Verhalend – Informatiebulletin IOPC-klachten Q4 2022/23

Elk kwartaal verzamelt het Onafhankelijk Bureau voor Politiegedrag (IOPC) gegevens van korpsen over hoe zij klachten behandelen. Ze gebruiken dit om informatiebulletins te produceren waarin de prestaties worden afgezet tegen een aantal maatregelen. Ze vergelijken de gegevens van elke strijdmacht met hun meest gelijkaardige krachtgroep gemiddelde en met de algemene resultaten voor alle strijdkrachten in Engeland en Wales.

Het onderstaande verhaal vergezelt de IOPC-klachteninformatiebulletin voor het vierde kwartaal 2022/23:

De politie van Surrey blijft goed presteren op het gebied van klachtenafhandeling.

Beschuldigingscategorieën vatten de kern van de ontevredenheid die in een klacht tot uiting komt. Een klachtenzaak bevat een of meer beschuldigingen en voor elke beschuldiging wordt één categorie geselecteerd.

Zie het IOPC Wettelijke begeleiding over het verzamelen van gegevens over politieklachten, beschuldigingen en definities van klachtencategorieën.

De prestaties op het gebied van het contacteren van klagers en het loggen van klagers blijven beter dan die van de Meest Gelijkaardige Strijdkrachten (AZG's) en het Nationaal Gemiddelde (zie paragraaf A1.1). Het aantal geregistreerde klachten per 1,000 werknemers bij de politie van Surrey is gedaald ten opzichte van dezelfde periode vorig jaar (SPLY) (584/492) en is nu vergelijkbaar met dat van Artsen Zonder Grenzen die 441 gevallen registreerden. Het aantal geregistreerde beschuldigingen is ook gedaald van 886 naar 829. Het is echter nog steeds hoger dan dat van Artsen Zonder Grenzen (705) en het nationale gemiddelde (547). De PCC probeert te begrijpen waarom dit misschien het geval is.

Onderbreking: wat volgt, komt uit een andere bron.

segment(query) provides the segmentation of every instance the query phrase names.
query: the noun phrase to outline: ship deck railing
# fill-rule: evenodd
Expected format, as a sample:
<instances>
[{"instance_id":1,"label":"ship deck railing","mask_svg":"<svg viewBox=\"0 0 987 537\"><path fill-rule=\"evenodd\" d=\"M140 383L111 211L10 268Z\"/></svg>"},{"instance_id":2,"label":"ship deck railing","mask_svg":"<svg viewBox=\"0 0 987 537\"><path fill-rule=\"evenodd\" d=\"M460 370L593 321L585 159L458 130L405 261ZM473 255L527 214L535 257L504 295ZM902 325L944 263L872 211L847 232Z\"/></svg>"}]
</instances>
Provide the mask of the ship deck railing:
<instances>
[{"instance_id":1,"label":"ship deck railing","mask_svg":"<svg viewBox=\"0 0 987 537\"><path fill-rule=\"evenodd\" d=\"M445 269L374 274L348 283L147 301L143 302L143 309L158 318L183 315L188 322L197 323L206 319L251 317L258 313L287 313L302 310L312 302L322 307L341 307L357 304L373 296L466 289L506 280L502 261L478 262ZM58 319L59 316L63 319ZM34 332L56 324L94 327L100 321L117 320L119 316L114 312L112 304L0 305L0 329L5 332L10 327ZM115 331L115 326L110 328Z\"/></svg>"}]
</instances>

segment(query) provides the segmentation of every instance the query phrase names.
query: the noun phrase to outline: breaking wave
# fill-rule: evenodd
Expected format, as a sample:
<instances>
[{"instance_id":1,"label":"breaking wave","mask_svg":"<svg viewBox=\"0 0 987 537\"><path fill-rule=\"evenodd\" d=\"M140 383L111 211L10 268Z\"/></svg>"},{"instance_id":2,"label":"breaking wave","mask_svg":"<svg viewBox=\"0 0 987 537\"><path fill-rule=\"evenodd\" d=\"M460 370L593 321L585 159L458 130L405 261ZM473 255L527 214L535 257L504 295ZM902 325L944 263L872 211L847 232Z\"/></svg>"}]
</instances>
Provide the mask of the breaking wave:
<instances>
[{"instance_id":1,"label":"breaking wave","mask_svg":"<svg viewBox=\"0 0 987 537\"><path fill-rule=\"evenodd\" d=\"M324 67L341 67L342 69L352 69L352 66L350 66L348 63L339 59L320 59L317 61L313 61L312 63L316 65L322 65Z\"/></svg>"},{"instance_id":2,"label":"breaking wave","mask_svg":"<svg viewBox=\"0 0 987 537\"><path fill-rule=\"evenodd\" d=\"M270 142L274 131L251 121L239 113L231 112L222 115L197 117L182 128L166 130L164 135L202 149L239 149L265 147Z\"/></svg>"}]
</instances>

Bovendien kent het korps, ondanks een lichte daling ten opzichte van de SPLY, een hoger ontevredenheidspercentage na de eerste behandeling (31%) vergeleken met Artsen Zonder Grenzen (18%) en het Nationaal Gemiddelde (15%). Dit is een gebied dat uw PCC zal proberen te begrijpen en waar nodig de Force zal vragen om verbeteringen aan te brengen. De OPCC Complaints Lead heeft echter samengewerkt met de Force om verbeteringen aan te brengen in de administratieve functies en als gevolg daarvan rondt PSD nu minder klachtenzaken af ​​die onder Schedule 3 zijn behandeld als 'Geen verdere actie' vergeleken met SPLY (45%/74%) .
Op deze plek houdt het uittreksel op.